3. Luminex IgG(シングル抗原ビーズおよびPRAビーズ):
10−S−127 LUMINEX IgGシングル抗原ビーズアッセイ。
4. Luminex C1q(シングル抗原ビーズおよびPRAビーズ)実験手順
以下の手順を、シングル抗原ビーズおよびPRAビーズのLuminex C1q実験手順に対して使用した、
4.1. 20ulの血清を、2.5ulのHLAクラスIおよび/またはHLAクラスII−Agでコーティングされたビーズ(シングル抗原/混合抗原ビーズ)と20分室温でトレーシェイカーにおいてインキュベートした、
4.2. 洗浄無しで、10ulのPE抱合された抗ヒトC1qを添加し、さらに20分レーシェイカーにおいて継続してインキュベートする、
4.3. ビーズを200ulのLuminex洗浄緩衝液で2回洗浄し、60ulのPBSで再懸濁する。

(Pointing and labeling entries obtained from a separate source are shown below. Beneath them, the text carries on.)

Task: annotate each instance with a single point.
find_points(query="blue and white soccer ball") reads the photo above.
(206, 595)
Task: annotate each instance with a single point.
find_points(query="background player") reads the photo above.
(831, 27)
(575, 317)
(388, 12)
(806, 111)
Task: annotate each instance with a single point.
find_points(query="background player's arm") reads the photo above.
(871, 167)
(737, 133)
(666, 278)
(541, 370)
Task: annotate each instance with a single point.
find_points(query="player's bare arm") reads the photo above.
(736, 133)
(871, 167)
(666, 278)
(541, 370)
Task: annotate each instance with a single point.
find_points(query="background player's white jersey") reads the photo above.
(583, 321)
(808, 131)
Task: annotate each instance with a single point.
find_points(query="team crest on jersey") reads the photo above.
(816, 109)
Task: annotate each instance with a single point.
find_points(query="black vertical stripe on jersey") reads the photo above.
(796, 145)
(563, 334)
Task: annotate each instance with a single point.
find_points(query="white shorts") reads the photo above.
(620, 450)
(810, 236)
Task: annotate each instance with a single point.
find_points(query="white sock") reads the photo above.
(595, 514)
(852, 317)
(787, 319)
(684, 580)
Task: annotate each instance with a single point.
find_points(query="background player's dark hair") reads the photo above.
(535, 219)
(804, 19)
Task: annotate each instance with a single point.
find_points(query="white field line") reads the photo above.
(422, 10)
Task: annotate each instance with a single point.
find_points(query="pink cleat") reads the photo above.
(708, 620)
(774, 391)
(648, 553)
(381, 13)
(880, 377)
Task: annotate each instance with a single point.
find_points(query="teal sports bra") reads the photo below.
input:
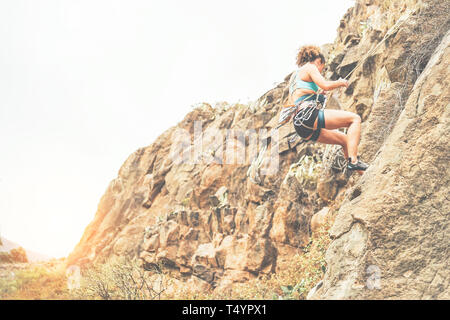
(297, 83)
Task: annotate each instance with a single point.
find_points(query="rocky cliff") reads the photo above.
(221, 198)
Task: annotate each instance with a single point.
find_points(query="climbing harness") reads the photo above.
(338, 162)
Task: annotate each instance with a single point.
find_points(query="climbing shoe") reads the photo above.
(359, 165)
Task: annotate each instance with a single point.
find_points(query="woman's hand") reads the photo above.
(343, 83)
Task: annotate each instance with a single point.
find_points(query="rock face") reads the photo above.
(393, 232)
(220, 198)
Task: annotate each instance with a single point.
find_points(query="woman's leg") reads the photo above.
(334, 137)
(335, 119)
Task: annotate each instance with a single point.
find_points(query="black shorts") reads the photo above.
(305, 117)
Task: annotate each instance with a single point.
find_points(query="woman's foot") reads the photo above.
(356, 166)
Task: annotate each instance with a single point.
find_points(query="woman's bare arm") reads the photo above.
(322, 82)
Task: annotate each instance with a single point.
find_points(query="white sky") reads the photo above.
(84, 83)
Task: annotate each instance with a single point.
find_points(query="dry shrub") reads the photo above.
(121, 278)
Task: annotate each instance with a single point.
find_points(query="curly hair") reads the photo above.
(309, 54)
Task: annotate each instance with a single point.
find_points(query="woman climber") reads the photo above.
(316, 124)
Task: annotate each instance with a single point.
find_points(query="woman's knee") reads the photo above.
(356, 118)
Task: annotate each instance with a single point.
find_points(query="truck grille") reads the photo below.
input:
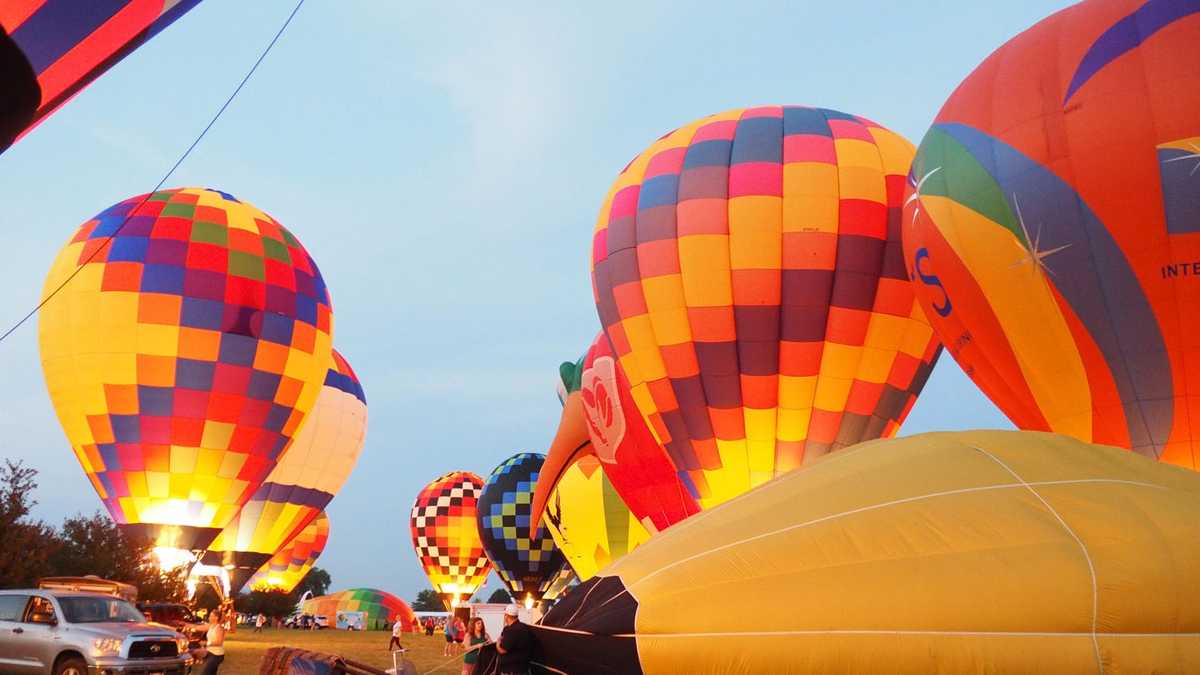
(154, 649)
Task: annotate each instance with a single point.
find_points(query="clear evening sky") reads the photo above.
(444, 166)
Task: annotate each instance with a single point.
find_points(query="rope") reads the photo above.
(162, 180)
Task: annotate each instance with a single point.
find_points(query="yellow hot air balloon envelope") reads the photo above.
(589, 521)
(304, 482)
(187, 341)
(983, 551)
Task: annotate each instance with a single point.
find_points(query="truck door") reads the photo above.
(35, 639)
(12, 608)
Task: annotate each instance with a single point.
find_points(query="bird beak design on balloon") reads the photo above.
(571, 441)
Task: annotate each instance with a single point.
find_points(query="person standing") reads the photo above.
(448, 631)
(214, 645)
(515, 645)
(397, 628)
(477, 637)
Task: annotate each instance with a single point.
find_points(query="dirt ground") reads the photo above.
(245, 649)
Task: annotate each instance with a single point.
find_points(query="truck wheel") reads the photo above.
(71, 665)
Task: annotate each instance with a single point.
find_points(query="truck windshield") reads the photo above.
(85, 609)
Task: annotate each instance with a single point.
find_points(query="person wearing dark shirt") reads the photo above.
(515, 645)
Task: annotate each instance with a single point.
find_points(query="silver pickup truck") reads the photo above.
(75, 633)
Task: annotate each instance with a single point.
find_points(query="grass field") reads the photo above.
(245, 649)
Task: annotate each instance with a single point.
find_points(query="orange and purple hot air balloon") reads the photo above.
(750, 281)
(1053, 226)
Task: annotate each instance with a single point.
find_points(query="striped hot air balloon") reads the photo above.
(381, 608)
(292, 563)
(1051, 226)
(186, 345)
(67, 45)
(304, 482)
(445, 537)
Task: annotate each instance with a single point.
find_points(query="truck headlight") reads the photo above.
(106, 646)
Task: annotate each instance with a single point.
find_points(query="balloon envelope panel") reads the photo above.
(1050, 226)
(527, 565)
(183, 356)
(589, 521)
(996, 551)
(288, 567)
(305, 481)
(69, 45)
(445, 536)
(749, 275)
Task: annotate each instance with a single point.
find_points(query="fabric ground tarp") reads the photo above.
(983, 551)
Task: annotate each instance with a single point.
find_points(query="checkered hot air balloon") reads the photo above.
(61, 47)
(186, 345)
(1053, 226)
(304, 482)
(447, 538)
(292, 563)
(750, 284)
(528, 566)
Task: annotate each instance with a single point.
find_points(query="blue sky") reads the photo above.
(444, 166)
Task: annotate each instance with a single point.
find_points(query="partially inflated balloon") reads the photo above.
(601, 420)
(527, 565)
(1053, 226)
(987, 551)
(445, 536)
(589, 521)
(748, 273)
(288, 567)
(189, 341)
(304, 482)
(381, 608)
(69, 45)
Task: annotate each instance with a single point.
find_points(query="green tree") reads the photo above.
(317, 580)
(96, 545)
(429, 601)
(25, 545)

4.4. 試料を得、Luminex機器上でデータを収集する、
4.5. LABScreenソフトウェアを使用してデータ分析を進める。
陽性HLA−Ab特異性は、以下の2つの判断基準の双方を充たさなければならない、
a. スコアは、One Lambdaに提供される式に基づき>4であるべきである、かつ
b. PEの未加工の蛍光シグナルは、>100であるべきである。
以下の3つの試料を、インビトロIVIG阻害試験において使用した、
a. 未希釈血清(既知の抗HLA特異性)、
b. [10%ヒトアルブミン、0.2Mグリシン/PBS]緩衝液中1:2で希釈された血清;pH7.4
c. 10%のIVIG(担体として0.2Mのグリシン緩衝液中の)中1:2で希釈された血清;pH〜4.4。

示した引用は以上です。